By "this administration," Shufro also means the Bush administration, and all of the stakeholders interviewed seemed to believe that Henshaw for better or worse was at the mercy of the directives and ideologies of the Bush administration.

"[The Bush] administration has been much more top-down … than most others," Seminario said.

With that in mind, don't expect much to change with the next OSHA administrator, Shufro said in other words, expect few, if any, new standards.

"I'm not privy to how long [Henshaw's] leash was, but this administration clearly has come down on the side of pro-business, regulatory forces and has placed a greater priority on economic growth at the cost of workers' health," Shufro said.

The AIHA's Trippler, on the other hand, said the number of standards an administration promulgates isn't necessarily proportional to the level of workplace safety.

"Go back 8 years. How many major safety and health standards were implemented by the Clinton administration?"

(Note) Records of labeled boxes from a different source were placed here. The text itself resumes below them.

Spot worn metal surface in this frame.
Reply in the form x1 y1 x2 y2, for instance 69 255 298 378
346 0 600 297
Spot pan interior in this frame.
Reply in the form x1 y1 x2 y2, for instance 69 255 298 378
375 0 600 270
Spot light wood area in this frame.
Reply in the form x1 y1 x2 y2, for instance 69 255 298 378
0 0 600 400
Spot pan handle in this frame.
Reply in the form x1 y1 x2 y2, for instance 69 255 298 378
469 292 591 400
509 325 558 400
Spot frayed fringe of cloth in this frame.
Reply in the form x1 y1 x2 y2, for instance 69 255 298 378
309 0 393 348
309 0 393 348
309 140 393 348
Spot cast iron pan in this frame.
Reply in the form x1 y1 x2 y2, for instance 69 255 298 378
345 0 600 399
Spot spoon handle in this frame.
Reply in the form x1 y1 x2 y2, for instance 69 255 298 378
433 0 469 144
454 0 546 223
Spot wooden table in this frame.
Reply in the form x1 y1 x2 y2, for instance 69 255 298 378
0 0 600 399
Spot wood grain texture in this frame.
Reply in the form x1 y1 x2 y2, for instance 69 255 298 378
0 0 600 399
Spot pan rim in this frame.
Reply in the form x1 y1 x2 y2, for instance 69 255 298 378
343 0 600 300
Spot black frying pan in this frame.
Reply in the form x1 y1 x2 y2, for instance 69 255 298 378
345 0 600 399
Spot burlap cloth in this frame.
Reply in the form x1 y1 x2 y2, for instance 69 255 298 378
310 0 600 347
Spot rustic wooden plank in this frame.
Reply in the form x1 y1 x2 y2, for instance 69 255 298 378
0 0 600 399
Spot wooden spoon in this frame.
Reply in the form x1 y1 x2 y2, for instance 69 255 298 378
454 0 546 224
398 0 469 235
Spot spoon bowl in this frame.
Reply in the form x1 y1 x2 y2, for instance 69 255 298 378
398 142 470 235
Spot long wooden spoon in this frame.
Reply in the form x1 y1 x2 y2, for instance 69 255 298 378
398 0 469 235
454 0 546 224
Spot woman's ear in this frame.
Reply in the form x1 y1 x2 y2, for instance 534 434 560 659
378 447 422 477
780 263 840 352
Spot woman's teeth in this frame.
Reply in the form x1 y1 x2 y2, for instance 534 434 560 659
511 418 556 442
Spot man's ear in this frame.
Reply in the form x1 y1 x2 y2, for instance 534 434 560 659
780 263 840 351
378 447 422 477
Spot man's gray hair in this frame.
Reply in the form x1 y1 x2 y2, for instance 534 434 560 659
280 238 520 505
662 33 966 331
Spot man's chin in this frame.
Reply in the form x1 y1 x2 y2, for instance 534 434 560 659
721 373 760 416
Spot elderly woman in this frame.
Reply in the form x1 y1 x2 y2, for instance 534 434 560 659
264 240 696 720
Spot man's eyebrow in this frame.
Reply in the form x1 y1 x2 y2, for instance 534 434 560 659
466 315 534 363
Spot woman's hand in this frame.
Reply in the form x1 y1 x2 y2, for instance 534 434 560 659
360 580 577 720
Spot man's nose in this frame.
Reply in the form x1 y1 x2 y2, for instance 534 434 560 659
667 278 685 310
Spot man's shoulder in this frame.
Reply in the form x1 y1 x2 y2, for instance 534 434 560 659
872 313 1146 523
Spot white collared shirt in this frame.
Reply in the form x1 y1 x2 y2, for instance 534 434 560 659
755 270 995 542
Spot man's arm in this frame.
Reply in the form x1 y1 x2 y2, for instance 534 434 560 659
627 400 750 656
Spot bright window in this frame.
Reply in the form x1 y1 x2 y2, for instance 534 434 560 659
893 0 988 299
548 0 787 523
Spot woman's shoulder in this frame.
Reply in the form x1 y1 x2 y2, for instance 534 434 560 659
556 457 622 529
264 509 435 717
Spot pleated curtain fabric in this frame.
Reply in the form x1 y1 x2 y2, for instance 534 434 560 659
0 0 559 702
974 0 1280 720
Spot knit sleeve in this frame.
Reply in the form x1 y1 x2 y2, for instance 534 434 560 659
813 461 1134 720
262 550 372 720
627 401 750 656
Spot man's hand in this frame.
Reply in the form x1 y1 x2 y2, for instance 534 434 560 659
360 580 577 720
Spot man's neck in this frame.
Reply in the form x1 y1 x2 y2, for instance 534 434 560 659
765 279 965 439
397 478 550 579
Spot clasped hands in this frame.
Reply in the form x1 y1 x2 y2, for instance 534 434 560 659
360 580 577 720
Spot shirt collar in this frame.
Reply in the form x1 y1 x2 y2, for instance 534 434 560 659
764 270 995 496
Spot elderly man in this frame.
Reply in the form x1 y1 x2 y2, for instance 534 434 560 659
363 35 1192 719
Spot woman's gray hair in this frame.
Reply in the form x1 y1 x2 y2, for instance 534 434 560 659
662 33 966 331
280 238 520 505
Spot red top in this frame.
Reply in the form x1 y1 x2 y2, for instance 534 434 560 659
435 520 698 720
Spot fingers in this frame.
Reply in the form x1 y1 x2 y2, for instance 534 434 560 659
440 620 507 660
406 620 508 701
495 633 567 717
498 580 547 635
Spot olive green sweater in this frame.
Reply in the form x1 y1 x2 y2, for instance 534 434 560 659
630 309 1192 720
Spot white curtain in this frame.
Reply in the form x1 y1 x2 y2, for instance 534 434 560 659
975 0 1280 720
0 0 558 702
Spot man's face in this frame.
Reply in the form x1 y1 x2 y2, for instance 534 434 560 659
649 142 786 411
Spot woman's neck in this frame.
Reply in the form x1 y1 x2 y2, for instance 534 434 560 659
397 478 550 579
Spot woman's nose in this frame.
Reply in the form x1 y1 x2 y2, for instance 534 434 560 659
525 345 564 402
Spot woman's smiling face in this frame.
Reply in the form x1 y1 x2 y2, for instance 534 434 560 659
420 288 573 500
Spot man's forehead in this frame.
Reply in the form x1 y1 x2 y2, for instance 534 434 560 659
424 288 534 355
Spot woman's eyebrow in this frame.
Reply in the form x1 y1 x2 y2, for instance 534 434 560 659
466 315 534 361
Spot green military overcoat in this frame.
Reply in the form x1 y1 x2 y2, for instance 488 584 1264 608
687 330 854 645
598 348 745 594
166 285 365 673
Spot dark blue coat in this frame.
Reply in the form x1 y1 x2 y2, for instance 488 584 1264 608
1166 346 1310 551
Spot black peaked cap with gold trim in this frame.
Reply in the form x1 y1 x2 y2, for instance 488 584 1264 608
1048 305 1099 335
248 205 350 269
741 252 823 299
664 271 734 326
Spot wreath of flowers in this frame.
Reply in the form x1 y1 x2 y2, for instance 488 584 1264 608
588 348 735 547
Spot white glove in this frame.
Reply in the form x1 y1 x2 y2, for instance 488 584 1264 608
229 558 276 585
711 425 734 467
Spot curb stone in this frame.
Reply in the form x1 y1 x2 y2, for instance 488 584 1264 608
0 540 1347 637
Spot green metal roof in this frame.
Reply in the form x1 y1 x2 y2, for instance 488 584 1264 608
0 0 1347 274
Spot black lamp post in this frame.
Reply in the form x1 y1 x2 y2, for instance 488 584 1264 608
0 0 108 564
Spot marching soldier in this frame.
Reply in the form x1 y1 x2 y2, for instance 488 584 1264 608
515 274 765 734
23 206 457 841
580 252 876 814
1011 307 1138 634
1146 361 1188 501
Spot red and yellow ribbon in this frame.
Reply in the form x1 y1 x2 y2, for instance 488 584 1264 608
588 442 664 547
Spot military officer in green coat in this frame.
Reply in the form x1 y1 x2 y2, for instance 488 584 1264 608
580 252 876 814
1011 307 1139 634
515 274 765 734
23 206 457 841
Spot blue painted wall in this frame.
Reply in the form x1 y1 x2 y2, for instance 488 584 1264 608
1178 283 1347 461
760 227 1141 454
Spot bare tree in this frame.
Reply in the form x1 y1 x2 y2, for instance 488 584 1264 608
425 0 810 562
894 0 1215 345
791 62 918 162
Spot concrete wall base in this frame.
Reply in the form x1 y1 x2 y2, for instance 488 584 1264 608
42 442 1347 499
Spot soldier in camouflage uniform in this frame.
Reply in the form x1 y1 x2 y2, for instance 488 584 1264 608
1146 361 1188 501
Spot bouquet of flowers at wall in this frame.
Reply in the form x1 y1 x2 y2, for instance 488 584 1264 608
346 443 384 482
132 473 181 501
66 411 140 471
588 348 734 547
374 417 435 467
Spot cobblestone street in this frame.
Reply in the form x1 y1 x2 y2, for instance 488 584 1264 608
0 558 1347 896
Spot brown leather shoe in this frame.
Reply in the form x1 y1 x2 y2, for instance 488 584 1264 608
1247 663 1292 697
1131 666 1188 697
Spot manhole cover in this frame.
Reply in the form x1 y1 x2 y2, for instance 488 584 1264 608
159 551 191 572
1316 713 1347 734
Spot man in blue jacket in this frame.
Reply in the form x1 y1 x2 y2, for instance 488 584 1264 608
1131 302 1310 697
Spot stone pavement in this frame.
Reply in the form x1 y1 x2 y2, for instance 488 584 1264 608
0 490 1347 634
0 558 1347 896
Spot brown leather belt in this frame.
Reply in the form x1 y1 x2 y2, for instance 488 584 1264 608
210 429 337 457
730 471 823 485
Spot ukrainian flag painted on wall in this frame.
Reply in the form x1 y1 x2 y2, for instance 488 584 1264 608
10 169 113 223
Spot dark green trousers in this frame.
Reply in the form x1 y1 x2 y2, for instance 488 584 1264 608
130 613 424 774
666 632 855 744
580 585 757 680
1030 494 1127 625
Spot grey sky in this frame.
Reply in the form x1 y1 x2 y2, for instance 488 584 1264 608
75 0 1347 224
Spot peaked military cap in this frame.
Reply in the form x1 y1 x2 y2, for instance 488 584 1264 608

Considering the political parameters, Trippler said Henshaw deserves praise for coming up with creative ways such as increasing participation in the VPP to make workplaces safer.

The ASSE's Barfield agreed.

"I now look at John Henshaw first as a friend and then as the highest-ranking official for OSHA, but I respect him for his dedication to the job of making workplaces safer," said Barfield, who added that he grew close to Henshaw over the past 4 years. "I don't think he was in that job just to be a figurehead. I think he wanted to impact change and I think he did a good job doing it."